Mechanically assisted walking training with body weight support versus no walking training

Eight studies (210 participants) assessed this comparison. Compared to no walking training, mechanically assisted walking training with body weight support increased walking speed (MD 0.07 m/s [change and postintervention scores], 95% CI 0.06 to 0.08; 7 studies, 161 participants; moderate-quality evidence) as assessed by the 10-meter or 8-meter walk test. There were no differences between groups in gross motor function (MD 1.09% [change and postintervention scores], 95% CI -0.57 to 2.75; 3 studies, 58 participants; low-quality evidence) as assessed by the GMFM; participation (SMD 0.33 [change scores], 95% CI -0.27 to 0.93; 2 studies, 44 participants; low-quality evidence); and quality of life (MD 9.50% [change scores], 95% CI -4.03 to 23.03; 1 study, 26 participants; low-quality evidence) as assessed by the Pediatric Quality of Life Cerebral Palsy Module (scored 0 [bad] to 100 [good]). Three studies (56 participants) reported no adverse events (low-quality evidence).

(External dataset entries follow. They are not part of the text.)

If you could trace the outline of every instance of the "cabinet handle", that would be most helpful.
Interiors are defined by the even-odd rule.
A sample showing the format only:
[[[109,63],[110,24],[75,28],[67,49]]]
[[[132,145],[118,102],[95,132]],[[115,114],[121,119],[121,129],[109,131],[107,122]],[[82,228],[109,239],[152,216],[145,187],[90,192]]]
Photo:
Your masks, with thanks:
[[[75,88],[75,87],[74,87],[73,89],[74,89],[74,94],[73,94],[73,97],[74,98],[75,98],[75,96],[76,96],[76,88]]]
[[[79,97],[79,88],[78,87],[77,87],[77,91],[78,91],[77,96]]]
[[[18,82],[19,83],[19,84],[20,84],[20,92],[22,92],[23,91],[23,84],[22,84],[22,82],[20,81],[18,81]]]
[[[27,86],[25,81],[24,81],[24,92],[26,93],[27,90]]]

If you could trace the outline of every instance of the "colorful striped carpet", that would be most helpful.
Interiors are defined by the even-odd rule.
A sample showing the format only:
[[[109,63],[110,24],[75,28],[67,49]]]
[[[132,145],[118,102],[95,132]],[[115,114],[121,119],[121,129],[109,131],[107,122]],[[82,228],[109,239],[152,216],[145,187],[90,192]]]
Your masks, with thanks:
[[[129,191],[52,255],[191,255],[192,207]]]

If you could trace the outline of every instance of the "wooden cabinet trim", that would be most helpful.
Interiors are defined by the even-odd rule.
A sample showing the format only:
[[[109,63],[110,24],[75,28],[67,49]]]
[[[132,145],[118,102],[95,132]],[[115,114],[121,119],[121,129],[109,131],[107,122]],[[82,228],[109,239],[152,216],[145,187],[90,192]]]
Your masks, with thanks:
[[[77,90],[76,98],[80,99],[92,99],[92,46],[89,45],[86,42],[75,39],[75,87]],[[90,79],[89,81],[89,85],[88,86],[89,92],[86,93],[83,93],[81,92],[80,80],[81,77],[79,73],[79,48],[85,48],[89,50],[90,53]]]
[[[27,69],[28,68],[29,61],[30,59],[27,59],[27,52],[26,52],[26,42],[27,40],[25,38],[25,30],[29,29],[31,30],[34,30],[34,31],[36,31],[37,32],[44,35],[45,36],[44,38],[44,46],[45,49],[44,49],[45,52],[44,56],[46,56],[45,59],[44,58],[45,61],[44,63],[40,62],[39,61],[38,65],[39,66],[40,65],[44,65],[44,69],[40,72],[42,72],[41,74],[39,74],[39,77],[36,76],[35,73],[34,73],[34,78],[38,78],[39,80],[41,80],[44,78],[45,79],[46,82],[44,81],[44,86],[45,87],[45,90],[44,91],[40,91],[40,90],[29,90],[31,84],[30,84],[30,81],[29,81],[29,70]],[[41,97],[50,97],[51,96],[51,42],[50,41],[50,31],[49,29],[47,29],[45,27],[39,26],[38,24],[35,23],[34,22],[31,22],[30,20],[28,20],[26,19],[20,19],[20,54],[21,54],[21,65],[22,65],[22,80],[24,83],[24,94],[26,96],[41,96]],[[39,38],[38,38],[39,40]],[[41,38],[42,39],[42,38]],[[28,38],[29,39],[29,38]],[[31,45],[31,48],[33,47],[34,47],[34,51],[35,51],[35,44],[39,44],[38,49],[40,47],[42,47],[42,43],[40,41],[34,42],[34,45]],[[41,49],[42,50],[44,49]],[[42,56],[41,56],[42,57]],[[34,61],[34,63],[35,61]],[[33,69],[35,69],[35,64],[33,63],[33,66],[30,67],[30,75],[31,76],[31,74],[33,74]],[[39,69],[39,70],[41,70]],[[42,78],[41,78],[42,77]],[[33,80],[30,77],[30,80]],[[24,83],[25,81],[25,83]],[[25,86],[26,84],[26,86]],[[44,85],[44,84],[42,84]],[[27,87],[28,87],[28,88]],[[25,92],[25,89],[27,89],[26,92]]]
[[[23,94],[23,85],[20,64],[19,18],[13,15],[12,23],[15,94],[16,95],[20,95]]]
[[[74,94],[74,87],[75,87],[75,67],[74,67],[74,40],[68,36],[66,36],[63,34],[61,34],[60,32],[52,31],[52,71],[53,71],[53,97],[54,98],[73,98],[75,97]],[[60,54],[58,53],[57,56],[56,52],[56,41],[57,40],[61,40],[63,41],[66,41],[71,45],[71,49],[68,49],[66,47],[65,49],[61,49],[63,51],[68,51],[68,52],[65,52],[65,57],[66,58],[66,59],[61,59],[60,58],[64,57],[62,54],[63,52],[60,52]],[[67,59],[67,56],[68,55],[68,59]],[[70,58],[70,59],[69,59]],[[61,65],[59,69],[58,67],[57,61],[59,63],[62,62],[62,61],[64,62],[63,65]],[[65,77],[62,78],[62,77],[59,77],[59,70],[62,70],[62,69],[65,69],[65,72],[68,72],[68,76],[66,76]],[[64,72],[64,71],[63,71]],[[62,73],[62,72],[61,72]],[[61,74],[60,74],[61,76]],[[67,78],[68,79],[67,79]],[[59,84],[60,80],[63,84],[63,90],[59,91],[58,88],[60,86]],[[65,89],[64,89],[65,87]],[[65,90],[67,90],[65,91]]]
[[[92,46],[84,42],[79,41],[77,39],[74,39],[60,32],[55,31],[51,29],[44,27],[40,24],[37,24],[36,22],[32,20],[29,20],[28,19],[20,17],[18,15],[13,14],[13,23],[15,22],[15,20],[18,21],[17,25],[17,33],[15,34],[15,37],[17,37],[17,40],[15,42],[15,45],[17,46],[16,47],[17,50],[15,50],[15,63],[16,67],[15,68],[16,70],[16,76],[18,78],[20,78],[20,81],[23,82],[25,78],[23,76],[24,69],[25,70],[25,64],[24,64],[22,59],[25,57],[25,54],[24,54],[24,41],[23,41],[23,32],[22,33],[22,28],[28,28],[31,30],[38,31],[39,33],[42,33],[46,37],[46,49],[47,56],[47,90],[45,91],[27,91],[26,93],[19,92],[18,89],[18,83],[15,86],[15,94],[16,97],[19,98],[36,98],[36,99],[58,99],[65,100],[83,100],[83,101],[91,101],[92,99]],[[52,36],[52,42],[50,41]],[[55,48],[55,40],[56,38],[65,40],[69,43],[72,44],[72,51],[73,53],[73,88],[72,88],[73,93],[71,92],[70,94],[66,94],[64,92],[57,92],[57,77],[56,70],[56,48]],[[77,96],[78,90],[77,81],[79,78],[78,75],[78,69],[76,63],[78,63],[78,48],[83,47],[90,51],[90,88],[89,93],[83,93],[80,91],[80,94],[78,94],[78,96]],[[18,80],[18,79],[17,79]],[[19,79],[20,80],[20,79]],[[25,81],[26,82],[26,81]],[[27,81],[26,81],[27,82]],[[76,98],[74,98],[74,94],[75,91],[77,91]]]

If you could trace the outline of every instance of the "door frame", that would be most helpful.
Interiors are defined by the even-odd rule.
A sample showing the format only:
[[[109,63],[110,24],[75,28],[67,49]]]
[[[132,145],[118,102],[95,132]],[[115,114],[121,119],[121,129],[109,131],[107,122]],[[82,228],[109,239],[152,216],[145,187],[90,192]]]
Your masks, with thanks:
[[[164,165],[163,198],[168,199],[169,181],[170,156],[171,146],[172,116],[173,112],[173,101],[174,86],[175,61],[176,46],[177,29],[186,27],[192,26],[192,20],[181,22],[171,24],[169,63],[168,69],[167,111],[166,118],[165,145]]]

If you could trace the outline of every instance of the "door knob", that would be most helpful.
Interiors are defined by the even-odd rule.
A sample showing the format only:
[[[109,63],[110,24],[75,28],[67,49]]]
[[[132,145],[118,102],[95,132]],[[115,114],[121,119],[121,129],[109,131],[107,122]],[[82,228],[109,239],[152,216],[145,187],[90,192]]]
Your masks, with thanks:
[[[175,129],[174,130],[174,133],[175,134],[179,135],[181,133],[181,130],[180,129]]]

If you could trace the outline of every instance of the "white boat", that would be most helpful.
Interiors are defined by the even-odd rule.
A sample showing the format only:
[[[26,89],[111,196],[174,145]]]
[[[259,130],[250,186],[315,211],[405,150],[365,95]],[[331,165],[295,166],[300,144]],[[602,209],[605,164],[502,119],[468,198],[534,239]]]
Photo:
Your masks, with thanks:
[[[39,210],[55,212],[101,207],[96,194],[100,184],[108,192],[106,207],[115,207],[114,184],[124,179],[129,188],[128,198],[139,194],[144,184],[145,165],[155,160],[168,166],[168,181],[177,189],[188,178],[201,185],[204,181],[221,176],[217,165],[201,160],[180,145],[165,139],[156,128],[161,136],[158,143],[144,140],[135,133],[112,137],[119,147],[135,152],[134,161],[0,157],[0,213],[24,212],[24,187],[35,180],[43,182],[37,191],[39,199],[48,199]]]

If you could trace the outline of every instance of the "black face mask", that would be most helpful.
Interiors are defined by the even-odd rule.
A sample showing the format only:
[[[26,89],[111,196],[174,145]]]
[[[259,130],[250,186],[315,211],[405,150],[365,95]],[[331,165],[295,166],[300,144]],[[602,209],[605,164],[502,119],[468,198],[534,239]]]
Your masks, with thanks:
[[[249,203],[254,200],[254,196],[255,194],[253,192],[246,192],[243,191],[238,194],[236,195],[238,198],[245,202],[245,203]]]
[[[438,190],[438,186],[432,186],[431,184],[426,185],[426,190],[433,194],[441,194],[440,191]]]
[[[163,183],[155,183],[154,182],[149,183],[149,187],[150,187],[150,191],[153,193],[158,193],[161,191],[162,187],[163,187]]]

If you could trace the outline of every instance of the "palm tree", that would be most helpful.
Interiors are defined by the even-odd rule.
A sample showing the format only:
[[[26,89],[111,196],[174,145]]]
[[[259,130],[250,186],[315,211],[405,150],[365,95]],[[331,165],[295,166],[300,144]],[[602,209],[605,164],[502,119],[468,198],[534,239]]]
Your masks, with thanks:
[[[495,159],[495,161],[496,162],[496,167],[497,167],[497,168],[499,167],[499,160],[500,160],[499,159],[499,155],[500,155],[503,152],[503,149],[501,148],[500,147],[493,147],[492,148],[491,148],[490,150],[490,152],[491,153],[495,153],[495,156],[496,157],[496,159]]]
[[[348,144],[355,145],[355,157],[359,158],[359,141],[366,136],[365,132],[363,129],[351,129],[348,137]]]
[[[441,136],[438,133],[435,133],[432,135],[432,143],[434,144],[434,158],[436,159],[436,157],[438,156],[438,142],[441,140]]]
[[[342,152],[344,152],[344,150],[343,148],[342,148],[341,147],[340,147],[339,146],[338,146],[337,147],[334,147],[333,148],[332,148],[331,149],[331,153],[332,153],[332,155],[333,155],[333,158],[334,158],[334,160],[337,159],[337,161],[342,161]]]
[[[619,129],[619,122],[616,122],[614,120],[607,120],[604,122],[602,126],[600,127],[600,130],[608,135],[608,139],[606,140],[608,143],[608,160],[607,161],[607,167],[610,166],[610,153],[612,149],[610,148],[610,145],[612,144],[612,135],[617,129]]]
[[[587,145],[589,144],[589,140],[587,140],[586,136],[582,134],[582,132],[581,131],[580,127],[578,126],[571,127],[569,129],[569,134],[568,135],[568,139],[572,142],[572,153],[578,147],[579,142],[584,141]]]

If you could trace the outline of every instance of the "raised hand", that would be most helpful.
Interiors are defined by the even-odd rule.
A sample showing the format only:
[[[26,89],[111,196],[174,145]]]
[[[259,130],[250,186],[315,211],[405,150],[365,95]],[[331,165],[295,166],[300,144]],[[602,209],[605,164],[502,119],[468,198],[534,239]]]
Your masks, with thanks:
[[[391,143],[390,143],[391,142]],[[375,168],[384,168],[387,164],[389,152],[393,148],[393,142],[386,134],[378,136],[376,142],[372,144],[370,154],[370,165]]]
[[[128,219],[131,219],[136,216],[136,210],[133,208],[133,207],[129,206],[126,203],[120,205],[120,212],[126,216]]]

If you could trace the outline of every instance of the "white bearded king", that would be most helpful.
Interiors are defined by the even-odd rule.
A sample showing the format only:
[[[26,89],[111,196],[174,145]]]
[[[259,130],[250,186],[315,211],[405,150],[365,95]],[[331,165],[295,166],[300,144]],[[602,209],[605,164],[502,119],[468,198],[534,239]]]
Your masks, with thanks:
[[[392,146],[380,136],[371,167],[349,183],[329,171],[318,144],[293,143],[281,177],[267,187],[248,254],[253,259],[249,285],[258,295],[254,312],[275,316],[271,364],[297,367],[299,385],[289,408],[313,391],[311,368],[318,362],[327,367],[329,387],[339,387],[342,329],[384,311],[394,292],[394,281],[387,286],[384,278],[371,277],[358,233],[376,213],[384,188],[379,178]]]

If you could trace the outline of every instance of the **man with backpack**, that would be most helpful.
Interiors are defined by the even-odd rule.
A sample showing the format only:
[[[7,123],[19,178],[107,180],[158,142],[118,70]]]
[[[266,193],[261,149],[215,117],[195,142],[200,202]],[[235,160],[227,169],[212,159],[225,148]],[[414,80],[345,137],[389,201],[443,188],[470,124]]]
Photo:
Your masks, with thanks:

Mechanically assisted walking training with body weight support versus the same dose of overground walking training

Three studies (86 participants) assessed this comparison. There were no differences between groups in walking speed (MD -0.02 m/s [change and postintervention scores], 95% CI -0.08 to 0.04; 3 studies, 78 participants; low-quality evidence) as assessed by the 10-meter or 5-minute walk test; gross motor function (MD -0.73% [postintervention scores], 95% CI -14.38 to 12.92; 2 studies, 52 participants; low-quality evidence) as assessed by the GMFM; and participation (MD -4.74 [change scores], 95% CI -11.89 to 2.41; 1 study, 26 participants; moderate-quality evidence) as assessed by the School Function Assessment (scored from 19 to 76). No study measured adverse events or quality of life.